Kensey carries the quiet weight of English landscape in its syllables. It is most likely a transferred surname derived from place names in Cornwall and Devon, where the River Kensey flows through the ancient city of Launceston — a watercourse whose own name is thought to derive from Cornish or Brythonic roots related to the word for "ridge" or "boundary." Like many surname-turned-given-names, Kensey began appearing on birth certificates as families sought to honor maternal lineages or simply to capture the crisp, modern sound of a two-syllable surname.

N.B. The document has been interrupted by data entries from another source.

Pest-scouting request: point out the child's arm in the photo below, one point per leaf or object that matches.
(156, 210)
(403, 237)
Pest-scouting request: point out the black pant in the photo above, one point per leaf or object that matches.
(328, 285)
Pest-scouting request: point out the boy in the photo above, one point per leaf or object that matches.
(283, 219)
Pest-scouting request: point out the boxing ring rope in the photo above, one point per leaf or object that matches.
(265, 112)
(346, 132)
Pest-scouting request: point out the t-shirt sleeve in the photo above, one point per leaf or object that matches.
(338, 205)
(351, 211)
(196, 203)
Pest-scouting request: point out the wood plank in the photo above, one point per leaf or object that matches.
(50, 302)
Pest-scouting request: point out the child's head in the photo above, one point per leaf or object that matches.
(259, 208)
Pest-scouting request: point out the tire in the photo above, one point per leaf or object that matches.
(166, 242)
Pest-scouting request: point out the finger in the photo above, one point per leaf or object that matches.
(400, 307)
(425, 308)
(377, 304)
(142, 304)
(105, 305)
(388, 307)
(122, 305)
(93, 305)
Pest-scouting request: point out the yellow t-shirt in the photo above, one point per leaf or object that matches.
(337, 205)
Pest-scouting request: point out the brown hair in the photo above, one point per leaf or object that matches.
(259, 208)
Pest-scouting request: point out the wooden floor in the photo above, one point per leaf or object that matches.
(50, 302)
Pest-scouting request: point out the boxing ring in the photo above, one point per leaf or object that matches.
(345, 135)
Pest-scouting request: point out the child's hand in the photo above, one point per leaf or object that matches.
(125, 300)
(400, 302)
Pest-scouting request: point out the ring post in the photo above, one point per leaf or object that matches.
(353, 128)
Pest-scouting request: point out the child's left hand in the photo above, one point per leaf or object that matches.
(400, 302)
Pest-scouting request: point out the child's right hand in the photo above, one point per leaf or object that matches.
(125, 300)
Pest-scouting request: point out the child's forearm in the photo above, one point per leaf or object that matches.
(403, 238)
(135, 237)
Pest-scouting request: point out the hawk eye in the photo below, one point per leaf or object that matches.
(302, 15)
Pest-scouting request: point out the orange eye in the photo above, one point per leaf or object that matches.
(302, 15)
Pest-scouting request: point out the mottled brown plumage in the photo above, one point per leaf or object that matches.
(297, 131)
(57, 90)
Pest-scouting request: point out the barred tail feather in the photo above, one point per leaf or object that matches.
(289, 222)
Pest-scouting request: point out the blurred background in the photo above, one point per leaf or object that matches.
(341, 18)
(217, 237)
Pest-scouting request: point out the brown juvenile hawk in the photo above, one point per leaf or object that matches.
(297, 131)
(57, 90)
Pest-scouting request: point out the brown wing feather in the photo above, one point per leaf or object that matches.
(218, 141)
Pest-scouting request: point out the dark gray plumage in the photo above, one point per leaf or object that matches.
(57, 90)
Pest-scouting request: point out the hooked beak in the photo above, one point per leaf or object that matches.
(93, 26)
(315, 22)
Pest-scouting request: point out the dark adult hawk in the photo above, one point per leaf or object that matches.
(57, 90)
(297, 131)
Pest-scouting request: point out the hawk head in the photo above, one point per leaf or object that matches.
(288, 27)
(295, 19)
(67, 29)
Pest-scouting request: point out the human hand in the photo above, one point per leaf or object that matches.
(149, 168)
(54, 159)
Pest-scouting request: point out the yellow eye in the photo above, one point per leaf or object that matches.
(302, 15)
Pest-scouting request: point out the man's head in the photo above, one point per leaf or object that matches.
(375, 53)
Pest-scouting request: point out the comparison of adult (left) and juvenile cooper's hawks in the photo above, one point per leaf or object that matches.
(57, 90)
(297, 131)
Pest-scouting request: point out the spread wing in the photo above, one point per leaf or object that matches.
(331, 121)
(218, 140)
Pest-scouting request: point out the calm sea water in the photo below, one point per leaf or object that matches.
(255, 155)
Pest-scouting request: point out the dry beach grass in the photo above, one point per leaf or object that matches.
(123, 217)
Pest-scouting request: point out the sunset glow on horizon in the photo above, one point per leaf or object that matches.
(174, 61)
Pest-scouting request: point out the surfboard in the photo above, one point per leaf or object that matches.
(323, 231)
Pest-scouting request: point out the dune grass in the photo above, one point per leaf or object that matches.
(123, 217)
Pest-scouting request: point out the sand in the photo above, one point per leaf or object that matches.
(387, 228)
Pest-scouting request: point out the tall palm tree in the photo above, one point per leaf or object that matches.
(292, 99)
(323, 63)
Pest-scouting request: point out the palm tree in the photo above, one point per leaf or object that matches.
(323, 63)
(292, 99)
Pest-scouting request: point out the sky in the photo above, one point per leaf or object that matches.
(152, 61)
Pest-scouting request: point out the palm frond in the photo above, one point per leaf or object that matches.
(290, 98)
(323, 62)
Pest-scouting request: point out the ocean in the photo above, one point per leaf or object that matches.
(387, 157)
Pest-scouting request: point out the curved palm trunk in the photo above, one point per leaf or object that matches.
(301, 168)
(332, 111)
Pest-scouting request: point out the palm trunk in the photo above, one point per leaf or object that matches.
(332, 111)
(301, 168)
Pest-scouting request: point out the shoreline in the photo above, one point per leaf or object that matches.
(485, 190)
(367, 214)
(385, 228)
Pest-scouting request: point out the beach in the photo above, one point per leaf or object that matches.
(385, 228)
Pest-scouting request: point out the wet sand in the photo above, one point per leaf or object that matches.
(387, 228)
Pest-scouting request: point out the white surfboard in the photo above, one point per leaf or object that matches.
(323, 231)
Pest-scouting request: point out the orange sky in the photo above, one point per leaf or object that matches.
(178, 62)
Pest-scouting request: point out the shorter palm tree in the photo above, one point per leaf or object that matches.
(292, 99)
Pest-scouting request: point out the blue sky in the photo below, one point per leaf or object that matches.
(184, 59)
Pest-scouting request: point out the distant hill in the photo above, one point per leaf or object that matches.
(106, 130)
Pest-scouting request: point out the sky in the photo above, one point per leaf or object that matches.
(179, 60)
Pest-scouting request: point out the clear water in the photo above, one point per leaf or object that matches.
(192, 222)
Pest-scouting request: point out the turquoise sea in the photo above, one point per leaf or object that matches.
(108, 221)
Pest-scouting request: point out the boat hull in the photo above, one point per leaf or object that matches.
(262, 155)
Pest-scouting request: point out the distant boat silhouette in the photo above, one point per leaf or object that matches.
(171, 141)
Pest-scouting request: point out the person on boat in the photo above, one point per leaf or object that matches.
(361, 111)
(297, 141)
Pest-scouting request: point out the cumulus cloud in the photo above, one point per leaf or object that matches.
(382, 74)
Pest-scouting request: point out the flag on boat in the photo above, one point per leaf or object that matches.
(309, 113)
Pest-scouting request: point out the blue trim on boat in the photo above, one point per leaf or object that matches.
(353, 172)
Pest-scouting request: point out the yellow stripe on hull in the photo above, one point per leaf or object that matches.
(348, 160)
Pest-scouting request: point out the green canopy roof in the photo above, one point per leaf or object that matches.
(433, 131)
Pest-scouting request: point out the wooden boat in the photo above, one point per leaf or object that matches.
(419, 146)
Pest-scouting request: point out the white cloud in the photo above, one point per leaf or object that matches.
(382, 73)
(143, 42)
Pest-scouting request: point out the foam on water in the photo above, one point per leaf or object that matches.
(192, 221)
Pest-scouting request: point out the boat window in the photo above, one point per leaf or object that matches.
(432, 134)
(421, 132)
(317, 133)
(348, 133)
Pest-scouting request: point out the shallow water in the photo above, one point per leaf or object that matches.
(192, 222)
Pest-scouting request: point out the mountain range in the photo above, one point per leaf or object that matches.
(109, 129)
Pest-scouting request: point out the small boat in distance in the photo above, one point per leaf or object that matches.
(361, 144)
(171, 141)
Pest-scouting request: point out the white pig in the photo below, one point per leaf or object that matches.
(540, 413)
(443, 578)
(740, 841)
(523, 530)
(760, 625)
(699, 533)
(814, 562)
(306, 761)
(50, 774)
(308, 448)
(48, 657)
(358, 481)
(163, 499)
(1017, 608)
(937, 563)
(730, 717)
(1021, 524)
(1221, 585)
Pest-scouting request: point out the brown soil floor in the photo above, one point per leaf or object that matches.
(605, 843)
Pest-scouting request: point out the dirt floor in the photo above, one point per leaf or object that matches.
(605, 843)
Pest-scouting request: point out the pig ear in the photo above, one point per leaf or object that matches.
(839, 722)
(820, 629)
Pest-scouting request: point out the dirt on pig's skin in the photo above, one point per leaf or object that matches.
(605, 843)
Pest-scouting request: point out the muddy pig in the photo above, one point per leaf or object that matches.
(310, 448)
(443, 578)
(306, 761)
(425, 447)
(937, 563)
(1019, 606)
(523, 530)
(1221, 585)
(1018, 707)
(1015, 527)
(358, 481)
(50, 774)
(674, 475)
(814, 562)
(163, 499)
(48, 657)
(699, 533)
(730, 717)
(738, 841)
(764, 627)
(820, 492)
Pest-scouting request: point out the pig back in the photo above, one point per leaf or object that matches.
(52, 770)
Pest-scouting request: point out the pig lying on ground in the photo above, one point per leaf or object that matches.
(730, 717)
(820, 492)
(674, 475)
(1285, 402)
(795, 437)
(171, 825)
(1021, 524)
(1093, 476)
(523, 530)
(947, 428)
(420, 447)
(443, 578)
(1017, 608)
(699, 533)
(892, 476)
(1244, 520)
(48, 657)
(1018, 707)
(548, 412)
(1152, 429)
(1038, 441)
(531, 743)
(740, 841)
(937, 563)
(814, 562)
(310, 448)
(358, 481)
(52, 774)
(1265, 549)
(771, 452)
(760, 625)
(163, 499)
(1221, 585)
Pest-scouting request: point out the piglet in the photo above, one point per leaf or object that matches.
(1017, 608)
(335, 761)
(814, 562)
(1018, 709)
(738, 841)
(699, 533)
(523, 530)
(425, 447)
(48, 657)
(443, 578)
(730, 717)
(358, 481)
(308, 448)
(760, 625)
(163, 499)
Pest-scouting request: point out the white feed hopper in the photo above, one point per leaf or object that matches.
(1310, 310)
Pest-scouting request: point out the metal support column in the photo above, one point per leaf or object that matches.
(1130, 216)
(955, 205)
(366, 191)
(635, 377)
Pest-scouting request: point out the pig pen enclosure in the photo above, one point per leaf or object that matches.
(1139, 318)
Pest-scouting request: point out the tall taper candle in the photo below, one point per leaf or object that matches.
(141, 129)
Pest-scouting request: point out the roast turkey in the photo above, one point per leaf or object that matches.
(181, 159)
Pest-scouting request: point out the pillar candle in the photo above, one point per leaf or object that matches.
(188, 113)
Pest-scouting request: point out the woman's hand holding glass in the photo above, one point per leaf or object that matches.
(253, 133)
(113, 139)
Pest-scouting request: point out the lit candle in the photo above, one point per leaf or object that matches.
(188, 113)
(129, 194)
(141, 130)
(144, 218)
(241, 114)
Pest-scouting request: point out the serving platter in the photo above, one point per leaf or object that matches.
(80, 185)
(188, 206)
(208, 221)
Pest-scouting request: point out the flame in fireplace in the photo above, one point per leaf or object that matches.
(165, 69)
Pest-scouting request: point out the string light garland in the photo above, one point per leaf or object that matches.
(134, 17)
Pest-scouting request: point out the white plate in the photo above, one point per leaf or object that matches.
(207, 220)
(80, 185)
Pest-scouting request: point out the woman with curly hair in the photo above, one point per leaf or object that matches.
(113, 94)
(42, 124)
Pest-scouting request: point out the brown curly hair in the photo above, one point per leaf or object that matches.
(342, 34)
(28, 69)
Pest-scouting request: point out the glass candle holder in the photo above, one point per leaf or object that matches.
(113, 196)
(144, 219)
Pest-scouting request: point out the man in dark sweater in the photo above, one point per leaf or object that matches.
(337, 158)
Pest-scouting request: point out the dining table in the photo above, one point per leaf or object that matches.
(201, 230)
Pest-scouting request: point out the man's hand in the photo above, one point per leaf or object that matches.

The name shares phonetic kinship with Kinsey, itself an Old English compound of "cyne" (royal) and "sige" (victory), made widely known in the mid-twentieth century through Alfred Kinsey's landmark — and controversial — studies of human sexuality. That association gave Kinsey a complicated cultural charge, which may partly explain why parents drawn to the sound began preferring the softer Kensey spelling, sidestepping any unwanted historical echo while retaining the breezy, confident cadence. In contemporary naming culture, Kensey belongs to a flourishing category of gender-flexible surname names — companions to Finley, Cassidy, and Landry — that feel simultaneously preppy and easygoing.
The "-sey" ending softens what might otherwise read as strictly masculine, lending it a lilting quality that has made it particularly appealing for girls born since the early 2000s. It is a name that sounds like open countryside and quiet confidence.